Le bras de fer est engagé entre les majors et la filiale de Google sur le partage des recettes publicitaires.
Engagée dans un bras de fer avec Google, la filière musicale, réunie à Cannes pour le Midem, concentre ses attaques sur YouTube. Lundi, le président d'Universal Music France, Pascal Nègre,
a menacé de supprimer tous ses vidéoclips du site de Google, si la
publicité n'était pas réactivée. «Je pense que ça pourrait être le cas
de tous les producteurs de cette table», a-t-il dit lors de la
publication du bilan annuel de la musique en France.

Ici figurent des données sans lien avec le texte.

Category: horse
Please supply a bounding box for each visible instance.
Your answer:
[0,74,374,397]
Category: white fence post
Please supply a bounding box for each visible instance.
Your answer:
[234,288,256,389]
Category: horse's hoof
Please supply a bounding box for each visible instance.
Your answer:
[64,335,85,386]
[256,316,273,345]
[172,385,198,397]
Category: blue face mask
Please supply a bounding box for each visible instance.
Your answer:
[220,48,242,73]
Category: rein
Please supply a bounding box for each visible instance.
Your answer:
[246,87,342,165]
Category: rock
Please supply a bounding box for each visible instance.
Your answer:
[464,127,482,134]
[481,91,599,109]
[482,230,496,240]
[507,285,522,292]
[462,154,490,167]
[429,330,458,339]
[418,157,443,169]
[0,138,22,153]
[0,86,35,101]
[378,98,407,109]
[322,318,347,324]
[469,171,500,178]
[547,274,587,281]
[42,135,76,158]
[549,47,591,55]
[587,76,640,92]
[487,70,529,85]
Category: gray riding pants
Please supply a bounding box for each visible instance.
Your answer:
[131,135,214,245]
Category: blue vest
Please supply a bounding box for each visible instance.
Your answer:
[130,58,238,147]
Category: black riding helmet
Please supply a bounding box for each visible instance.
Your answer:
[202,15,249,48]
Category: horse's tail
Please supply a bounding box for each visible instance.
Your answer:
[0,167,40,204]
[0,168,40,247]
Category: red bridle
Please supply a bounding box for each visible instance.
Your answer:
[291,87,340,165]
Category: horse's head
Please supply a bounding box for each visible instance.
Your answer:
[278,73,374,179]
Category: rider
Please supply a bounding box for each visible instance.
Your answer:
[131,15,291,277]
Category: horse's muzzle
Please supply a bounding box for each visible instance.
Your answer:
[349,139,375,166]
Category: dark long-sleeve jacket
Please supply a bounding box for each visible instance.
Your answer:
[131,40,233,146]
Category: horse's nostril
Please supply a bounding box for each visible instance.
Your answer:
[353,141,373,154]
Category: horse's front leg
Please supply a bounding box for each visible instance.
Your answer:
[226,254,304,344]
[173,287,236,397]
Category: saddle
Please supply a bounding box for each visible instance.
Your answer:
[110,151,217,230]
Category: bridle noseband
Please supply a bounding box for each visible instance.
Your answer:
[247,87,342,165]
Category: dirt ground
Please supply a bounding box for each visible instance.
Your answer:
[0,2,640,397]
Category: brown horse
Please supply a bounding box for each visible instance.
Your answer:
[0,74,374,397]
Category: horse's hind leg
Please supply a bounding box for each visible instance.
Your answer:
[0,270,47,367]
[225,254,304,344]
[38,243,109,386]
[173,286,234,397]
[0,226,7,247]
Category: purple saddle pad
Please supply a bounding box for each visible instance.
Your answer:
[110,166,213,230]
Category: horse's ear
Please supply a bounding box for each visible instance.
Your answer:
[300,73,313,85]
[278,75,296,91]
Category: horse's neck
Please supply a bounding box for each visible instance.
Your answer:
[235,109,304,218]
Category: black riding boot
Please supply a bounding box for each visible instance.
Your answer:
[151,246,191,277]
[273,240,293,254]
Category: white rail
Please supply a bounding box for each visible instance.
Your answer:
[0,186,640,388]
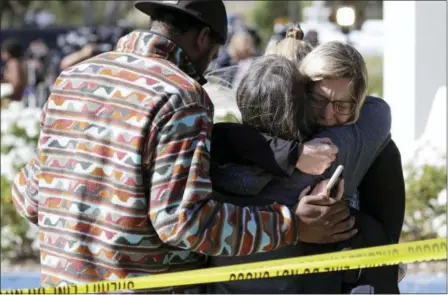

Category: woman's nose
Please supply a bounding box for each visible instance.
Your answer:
[324,103,334,120]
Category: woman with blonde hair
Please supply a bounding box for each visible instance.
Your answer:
[209,26,404,293]
[209,23,403,293]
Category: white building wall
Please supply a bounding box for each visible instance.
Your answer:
[384,1,446,162]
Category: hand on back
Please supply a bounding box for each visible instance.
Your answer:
[296,138,339,175]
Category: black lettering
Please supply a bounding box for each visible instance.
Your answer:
[127,282,135,290]
[432,244,440,252]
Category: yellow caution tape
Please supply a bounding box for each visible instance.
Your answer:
[0,238,447,294]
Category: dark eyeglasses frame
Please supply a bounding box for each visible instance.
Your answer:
[308,91,356,116]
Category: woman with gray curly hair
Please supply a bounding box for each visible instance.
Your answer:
[208,27,401,293]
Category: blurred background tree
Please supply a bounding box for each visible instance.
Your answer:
[251,0,312,46]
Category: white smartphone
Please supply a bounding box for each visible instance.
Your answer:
[327,165,344,194]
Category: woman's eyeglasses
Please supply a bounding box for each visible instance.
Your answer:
[309,91,356,115]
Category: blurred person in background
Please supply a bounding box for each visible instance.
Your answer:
[211,31,404,293]
[1,39,28,101]
[60,26,114,71]
[305,30,320,48]
[216,31,256,68]
[12,0,336,294]
[215,31,257,87]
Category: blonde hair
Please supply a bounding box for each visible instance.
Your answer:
[300,41,367,124]
[264,25,313,64]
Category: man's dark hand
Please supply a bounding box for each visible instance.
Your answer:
[295,180,357,244]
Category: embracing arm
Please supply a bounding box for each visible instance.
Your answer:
[148,105,298,255]
[210,123,302,176]
[212,96,391,194]
[11,104,47,224]
[359,140,406,243]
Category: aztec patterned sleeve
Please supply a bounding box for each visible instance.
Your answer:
[148,105,298,256]
[11,105,46,225]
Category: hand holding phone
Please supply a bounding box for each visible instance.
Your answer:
[326,165,344,197]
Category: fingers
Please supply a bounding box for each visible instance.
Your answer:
[311,179,329,195]
[335,179,345,201]
[299,186,311,199]
[318,137,339,155]
[331,228,358,243]
[328,217,355,235]
[322,203,350,224]
[304,194,336,207]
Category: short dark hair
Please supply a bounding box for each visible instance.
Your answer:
[1,38,25,58]
[237,54,311,141]
[151,8,220,43]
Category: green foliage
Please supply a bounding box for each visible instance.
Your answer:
[364,56,383,98]
[402,165,447,241]
[0,175,39,260]
[0,109,40,260]
[252,0,311,47]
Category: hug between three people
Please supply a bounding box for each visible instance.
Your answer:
[208,27,404,293]
[8,0,404,294]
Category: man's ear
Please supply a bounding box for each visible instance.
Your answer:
[196,27,210,54]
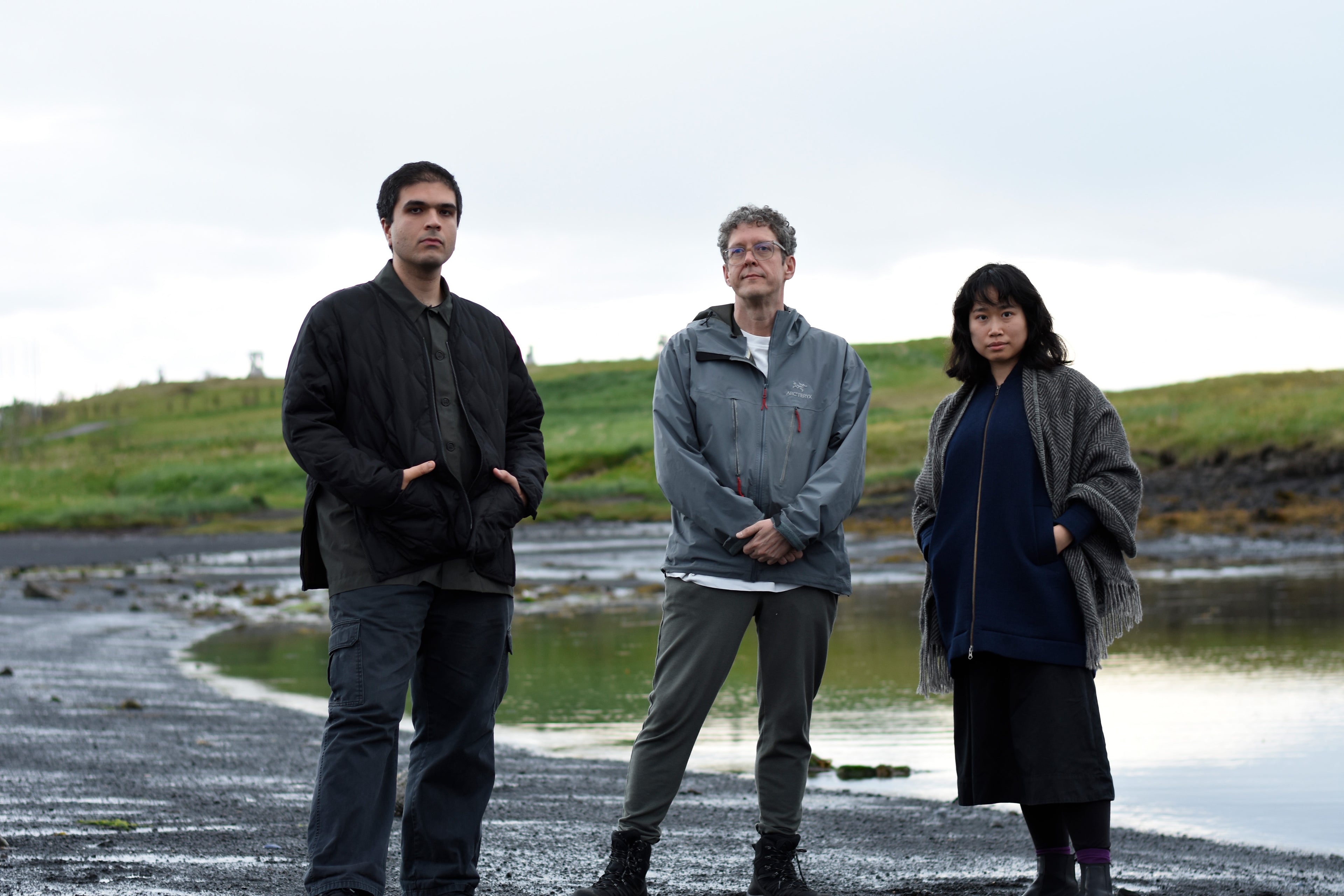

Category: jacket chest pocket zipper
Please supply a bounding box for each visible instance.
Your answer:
[728,398,746,497]
[779,408,802,485]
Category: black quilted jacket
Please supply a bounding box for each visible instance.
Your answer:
[282,282,546,588]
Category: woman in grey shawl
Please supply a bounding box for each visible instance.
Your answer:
[912,265,1142,896]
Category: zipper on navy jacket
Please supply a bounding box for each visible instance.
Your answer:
[966,383,1003,659]
[415,334,484,532]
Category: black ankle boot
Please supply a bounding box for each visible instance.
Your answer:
[1078,864,1112,896]
[574,830,653,896]
[747,834,817,896]
[1021,853,1075,896]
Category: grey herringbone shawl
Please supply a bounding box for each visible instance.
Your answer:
[911,367,1144,694]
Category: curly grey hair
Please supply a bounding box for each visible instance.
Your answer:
[719,205,798,258]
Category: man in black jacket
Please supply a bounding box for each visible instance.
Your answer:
[284,161,546,896]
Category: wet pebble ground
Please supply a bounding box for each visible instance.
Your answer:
[0,590,1344,896]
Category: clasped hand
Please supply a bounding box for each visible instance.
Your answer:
[736,520,802,566]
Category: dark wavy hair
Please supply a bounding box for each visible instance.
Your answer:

Depuis le 19 janvier, Google n'affiche plus de publicité dans les
clips des maisons de disques. Le géant américain renégocie actuellement
un contrat avec la Sacem,
qui le conduisait à reverser une part de ses recettes publicitaires aux
ayants droit de la musique. Cet accord, signé en 2010, est arrivé à
échéance le 31 décembre dernier. La filière musicale française cherche à
obtenir une hausse des barèmes auprès de Google. Le groupe américain
refuse.
Les négociations, menées directement avec le siège californien de
Google, sont longues et complexes. Et l'arrêt de la pub est perçu par
les Français comme un moyen de peser sur les négociations. «Nous n'avons
pas apprécié l'annonce de cette démonétisation», a commenté Jean-Noël
Tronc, le nouveau président de la Sacem. «Vue de Mountain View, la
France n'est qu'une province sympathique», ajoute David El Sayegh,
directeur général du Syndicat national de l'édition phonographique
(Snep).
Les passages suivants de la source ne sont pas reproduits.